Il y a les livres qu’on aime et ceux qu’on n’aime pas. Et puis il a ceux qu’on aimerait lire, mais qui nous rebutent. Enfin, il y a ceux d’auteurs avec qui on n’est pas d’accord. Dans ce dernier cas, c’est une question de responsabilité de lecteur·ice. Lorsque nous achetons un livre : où va l’argent qu’il rémunère ? Aussi talentueux que soit l’écrivain, que cautionne-t-on avec cet argent, quel acte l’aidons-nous à accomplir ? Voici, mon opinion sur le sujet, et vous êtes bien entendu libre d’en avoir une différente.
Sommaire
Le contenu des livres
Si les livres sont trop violents, je ne continuerai pas de découvrir l’auteur. Ce fut le cas pour Caryl Férey et son roman Zulu. Son livre commence par un lynchage qui sera suivi par d’autres scènes ultra-violentes. D’abord, ça « heurte ma sensibilité », et après la lecture, je ne peux m’empêcher de me demander si c’est vraiment utile : indispensable pour dénoncer ou appel au voyeurisme ?
Dans un autre thème, En finir avec Eddy Bellegueule d’Édouard Louis m’a mis très mal à l’aise en décrivant une scène de sexe glauque entre adolescents. Pas certaine d’avoir compris s’il dénonçait quelque chose, mais une scène tellement choquante que je suis peut-être passée à côté de ce que l’auteur voulait exprimer.
En conclusion, j’ai de sérieux doutes sur le bien-fondé de ces scènes et je les évite le plus possible.

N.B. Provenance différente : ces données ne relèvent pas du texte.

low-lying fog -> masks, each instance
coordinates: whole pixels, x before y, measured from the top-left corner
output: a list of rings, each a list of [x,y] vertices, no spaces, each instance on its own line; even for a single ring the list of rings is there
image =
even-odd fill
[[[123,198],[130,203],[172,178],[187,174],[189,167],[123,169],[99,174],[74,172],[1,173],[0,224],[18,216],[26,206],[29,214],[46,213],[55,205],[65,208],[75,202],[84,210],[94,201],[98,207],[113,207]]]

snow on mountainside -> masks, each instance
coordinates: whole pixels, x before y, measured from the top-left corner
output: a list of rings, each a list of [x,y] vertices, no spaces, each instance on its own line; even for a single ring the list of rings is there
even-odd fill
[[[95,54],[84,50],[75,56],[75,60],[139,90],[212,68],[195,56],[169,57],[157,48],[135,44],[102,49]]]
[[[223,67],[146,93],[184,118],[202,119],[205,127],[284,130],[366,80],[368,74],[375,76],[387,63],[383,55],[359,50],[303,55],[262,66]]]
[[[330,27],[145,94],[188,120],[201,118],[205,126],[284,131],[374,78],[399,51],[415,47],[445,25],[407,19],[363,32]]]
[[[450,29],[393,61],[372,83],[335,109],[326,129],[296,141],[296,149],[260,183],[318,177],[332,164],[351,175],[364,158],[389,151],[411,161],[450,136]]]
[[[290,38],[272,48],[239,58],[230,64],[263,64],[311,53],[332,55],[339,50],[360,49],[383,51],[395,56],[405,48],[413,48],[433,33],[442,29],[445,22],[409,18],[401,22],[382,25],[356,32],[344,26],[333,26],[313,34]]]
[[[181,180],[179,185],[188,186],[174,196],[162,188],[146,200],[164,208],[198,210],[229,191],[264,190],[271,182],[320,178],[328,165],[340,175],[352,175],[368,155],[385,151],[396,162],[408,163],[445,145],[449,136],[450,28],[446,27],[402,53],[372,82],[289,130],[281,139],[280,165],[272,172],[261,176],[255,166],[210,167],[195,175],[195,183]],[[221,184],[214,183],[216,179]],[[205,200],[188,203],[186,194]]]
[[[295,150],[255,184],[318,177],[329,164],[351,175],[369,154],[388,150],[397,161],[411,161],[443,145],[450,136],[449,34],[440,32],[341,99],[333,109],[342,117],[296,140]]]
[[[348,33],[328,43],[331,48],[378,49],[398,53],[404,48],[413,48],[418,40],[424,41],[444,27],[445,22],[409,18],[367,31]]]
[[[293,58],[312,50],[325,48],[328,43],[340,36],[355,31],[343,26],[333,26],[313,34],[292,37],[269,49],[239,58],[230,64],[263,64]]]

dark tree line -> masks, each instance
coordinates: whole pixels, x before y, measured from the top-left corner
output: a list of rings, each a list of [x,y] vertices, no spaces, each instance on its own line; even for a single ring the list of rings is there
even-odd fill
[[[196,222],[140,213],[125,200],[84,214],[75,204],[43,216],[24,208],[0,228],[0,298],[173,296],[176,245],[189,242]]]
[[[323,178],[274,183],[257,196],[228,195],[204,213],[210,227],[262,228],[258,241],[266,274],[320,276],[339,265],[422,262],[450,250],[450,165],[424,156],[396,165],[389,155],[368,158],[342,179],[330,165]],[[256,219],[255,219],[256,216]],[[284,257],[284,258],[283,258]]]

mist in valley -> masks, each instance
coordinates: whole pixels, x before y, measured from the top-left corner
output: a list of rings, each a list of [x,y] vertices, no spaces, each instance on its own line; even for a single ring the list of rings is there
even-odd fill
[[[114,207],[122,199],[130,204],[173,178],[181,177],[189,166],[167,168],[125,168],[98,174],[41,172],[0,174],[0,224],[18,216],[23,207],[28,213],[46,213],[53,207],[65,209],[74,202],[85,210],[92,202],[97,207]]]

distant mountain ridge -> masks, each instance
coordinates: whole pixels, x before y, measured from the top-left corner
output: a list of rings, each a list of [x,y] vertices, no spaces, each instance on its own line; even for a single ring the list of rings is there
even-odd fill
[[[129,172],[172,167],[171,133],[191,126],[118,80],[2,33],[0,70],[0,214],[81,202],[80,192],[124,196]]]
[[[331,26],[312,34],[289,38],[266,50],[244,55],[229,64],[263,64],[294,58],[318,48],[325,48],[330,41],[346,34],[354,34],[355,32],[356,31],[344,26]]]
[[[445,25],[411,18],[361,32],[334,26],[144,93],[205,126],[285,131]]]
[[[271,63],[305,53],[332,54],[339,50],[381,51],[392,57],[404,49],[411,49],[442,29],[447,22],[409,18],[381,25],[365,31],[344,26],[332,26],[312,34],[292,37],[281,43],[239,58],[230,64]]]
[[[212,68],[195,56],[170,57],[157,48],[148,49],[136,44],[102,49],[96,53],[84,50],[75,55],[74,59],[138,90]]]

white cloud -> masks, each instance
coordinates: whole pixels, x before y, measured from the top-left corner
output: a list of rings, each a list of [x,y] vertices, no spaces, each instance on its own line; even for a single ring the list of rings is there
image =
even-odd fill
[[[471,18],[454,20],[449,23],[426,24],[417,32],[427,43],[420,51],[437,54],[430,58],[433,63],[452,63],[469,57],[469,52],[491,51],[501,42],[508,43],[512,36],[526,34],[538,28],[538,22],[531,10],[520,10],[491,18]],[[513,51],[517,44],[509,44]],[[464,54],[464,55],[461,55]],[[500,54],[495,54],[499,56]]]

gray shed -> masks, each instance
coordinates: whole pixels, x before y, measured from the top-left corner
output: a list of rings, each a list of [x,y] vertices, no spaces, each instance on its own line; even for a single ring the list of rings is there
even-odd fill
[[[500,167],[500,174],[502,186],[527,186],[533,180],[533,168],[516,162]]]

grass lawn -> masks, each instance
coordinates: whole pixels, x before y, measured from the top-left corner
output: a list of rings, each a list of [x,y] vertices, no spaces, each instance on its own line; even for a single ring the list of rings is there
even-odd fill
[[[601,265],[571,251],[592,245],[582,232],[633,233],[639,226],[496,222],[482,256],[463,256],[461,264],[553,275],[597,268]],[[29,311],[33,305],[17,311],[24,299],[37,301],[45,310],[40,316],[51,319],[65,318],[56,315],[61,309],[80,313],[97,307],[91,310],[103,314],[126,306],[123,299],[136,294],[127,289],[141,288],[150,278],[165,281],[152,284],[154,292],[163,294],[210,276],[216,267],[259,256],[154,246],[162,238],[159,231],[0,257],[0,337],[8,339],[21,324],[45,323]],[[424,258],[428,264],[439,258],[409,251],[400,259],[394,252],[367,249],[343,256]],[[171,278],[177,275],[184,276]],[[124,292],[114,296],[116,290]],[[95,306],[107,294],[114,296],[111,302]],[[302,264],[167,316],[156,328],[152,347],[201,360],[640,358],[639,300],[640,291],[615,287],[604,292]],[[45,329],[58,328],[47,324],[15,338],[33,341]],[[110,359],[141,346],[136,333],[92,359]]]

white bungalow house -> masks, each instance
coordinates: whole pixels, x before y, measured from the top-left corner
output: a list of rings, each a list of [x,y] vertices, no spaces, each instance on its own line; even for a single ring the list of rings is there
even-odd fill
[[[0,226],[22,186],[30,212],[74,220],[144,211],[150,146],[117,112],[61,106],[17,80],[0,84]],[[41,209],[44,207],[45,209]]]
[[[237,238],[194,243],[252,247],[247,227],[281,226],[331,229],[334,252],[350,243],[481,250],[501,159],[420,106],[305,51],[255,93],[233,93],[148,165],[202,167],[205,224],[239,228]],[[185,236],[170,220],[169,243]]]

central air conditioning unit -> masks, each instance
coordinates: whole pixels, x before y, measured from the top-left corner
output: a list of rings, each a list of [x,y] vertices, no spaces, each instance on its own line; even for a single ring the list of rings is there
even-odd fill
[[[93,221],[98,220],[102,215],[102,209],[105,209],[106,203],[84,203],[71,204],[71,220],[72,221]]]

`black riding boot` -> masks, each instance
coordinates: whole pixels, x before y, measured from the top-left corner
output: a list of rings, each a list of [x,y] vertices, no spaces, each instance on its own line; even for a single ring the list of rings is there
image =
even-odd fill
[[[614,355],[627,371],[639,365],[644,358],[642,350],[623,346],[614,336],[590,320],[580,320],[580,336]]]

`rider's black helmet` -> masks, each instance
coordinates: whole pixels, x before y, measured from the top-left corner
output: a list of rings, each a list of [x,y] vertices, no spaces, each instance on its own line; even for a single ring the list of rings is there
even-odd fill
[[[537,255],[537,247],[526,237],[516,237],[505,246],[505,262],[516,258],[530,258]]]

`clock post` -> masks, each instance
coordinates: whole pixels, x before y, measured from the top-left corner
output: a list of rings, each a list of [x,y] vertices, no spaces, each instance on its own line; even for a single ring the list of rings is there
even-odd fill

Les réécritures assumées ou non
Dans le cas des réécritures, ce n’est pas le contenu qui pose problème, mais la transparence vis-à-vis du lecteur.
Une réécriture assumée est rarement aussi percutante que l’original. En revanche, c’est toujours stimulant de rencontrer le point de vue d’un auteur sur une œuvre connue, ce qu’il a gardé ou ce qu’il a eu envie d’éliminer. Et si le roman est ancienne, comment s’en est-il sorti avec des valeurs qui ne sont plus les nôtres ? Si, comme moi, vous appréciez ces œuvres, intéressez-vous aux réécritures des pièces de théâtre de Shakespeare par des auteurs contemporains ou au prix Pulitzer 2025, James de Percival Everett.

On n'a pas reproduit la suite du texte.